A week after issuing a €10,000 challenge to security researchers and hackers to break Mega's security, the site has revealed that no less than seven vulnerabilities have been found.
Like many other organisations, it has formed its own categories to define the severity of a vulnerability rather than adopt a common vulnerabilities scoring system. Mega's site doesn't go into the specifics of each vulnerability, but has highlighted that all have been fixed, most within hours.
Two Class I vulnerabilities, the lowest severity rating, were found.
These included the absence of the X-Frame-Option in HTTP request headers. This header specifies whether the page in question can be displayed within an inline frame element. Typical attacks could have included loading the Mega site within an inline frame on a third-party site, then rendering (usually transparent) content on top of it to intercept what the user thought they were clicking on.
The other Class I vulnerability was the absence of the HTTP strict transport security header. This ensures that any links on the Mega website will always use TLS/SSL, even if the source code for the site specifies http:// rather than https://. If the connection cannot be secured using TLS/SSL, the connection is typically not established.
One Class II vulnerability, which Mega defines as a cross-site scripting attack that can be exploited "only after compromising the API server cluster or successfully mounting a man-in-the-middle attack", was found in Mega's API server. An attacker could exploit the fact that strings were passed from the API server through to the download, account, and link export pages. However, this would first require the API server to be compromised.
Three other cross-site scripting attacks were identified, each categorised as Class III vulnerabilities — "generally exploitable remote code execution on client browsers". Attackers could carry out the attacks by manipulating file and folder names, an unknown element on the file download page, and via the copy-and-paste functionality provided by a third-party component.
The remaining vulnerability received a Class IV severity rating, meaning it relates to a cryptographic design flaw that could be only be exploited after compromising server infrastructure.

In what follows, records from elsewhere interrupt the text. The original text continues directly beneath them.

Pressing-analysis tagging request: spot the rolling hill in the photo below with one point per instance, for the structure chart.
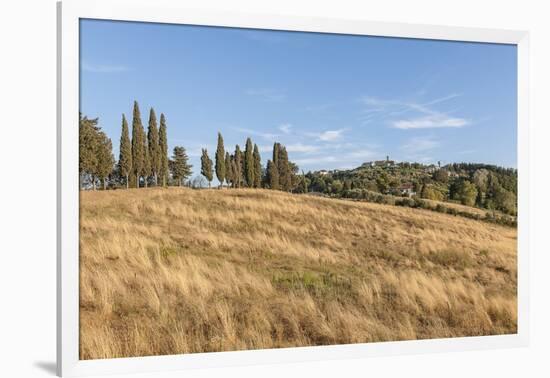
(176, 270)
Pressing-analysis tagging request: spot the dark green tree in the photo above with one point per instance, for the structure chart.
(125, 155)
(163, 151)
(257, 167)
(181, 169)
(138, 143)
(220, 160)
(272, 174)
(284, 169)
(466, 193)
(105, 158)
(228, 169)
(249, 163)
(88, 141)
(154, 146)
(206, 166)
(146, 162)
(238, 167)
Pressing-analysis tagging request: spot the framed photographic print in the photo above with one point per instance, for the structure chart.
(249, 188)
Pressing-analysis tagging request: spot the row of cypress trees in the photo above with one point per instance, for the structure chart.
(145, 155)
(144, 158)
(244, 168)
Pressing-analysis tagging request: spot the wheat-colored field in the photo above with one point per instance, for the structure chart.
(167, 271)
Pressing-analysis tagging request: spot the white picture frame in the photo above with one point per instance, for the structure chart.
(69, 13)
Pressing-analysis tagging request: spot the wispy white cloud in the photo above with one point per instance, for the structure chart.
(261, 134)
(328, 135)
(421, 144)
(430, 122)
(420, 148)
(285, 128)
(422, 115)
(266, 94)
(304, 148)
(103, 68)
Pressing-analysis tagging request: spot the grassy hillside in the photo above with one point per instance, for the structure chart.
(167, 271)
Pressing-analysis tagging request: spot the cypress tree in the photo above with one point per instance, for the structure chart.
(249, 163)
(220, 160)
(146, 161)
(272, 175)
(238, 167)
(228, 169)
(125, 156)
(163, 151)
(276, 148)
(138, 152)
(105, 158)
(284, 169)
(153, 145)
(257, 167)
(206, 166)
(181, 169)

It revolves around the use of the CBC-MAC algorithm to verify that content served from Mega's less-trusted static content servers had not been tampered with.
A Wii U and PlayStation 3 hacker known as marcan recently raised the issue on the fail0verflow blog. According to marcan, CBC-MAC should not have been used as a hashing algorithm, as it is possible to create forged content. This is done by manipulating a certain part of the content to produce the desired or expected hash.
"The straightforward choice would've been to use SHA1. Even MD5 would've worked, though. SHA256 would've been the right choice for the more paranoid," he wrote.
Since writing the post, Mega has changed its hashing algorithm to SHA256, and stated that the risk to users was minimal.
"No static content servers had been operating in untrusted datacentres at that time, thus no elevated exploitability relative to the root servers, apart from a man-in-the-middle risk due to the use of a 1024 bit SSL key on the static content servers."
No vulnerabilities in the Class V (remote code execution on Mega servers), or Class VI (generally exploitable cryptographic design flaws) categories were found.
Additionally, the previous challenge to brute force the password from the confirmation link sent at sign up, or decrypt one of its hosted files, has remained unbroken.
"Please check back in a few billion, billion years," Mega's site said.
Despite there being issues, albeit mostly minor, identified in a short period of time, Mega believes it is "premature to draw any conclusions at this time". At the same time, it welcomed further scrutiny from the information security community, saying that the program would be "here to stay", and reinforcing the fact that there is currently no deadline for submissions.